Researchers: Joseph Boi-Ukeme, Gabriel Wainer

Energy management and conservation in buildings are facilitated by the use of equipment that monitor changes to the environment and ensure that appliances are controlled accordingly. These equipments can achieve this by the use of sensors, actuators, and control systems. The design, development, and operation of sensors, actuators, and control systems are governed by the theory of Cyber-Physical Systems (CPS). Recent trends in CPS design have imposed the need for increased performance demands and complex usage, this has significantly changed the manner of interaction between the cyber and the physical components. They are now tightly coupled and integrated at every level, making it challenging to design cyber components separately from the physical components. In addition to design complexity, another very important issue to be considered is reliability.

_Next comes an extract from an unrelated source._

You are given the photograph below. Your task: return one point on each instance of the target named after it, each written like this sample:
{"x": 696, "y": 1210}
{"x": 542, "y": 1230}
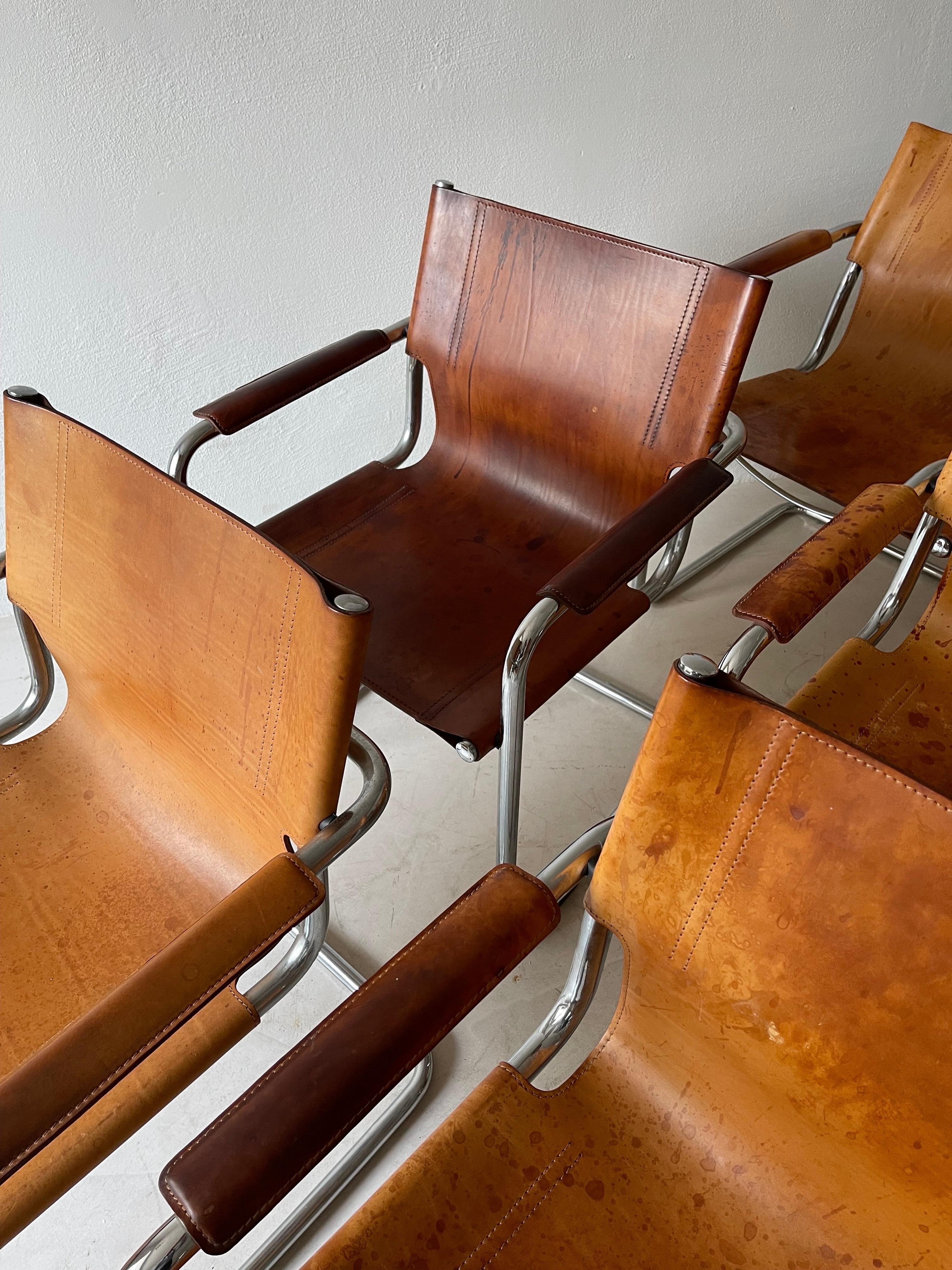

The main goal of this work is to present a robust discrete event approach for the design of cyber-physical systems (CPS). This method is built on an existing methodology called Discrete Events Methodology for Embedded Systems (DEMES). Starting with DEMES, we implement certain changes to accommodate the complexity and tight inter-connectivity of the physical and cyber aspects of a CPS. The various aspects of the method considered for improvement include: the development of a formalism for real-time fault definition in cyber-physical systems at the design stage using DEVS; a method for real-time fault detection and diagnosis of CPS using the DEVS formalism; and the development of techniques to guarantee fault-tolerance in CPS.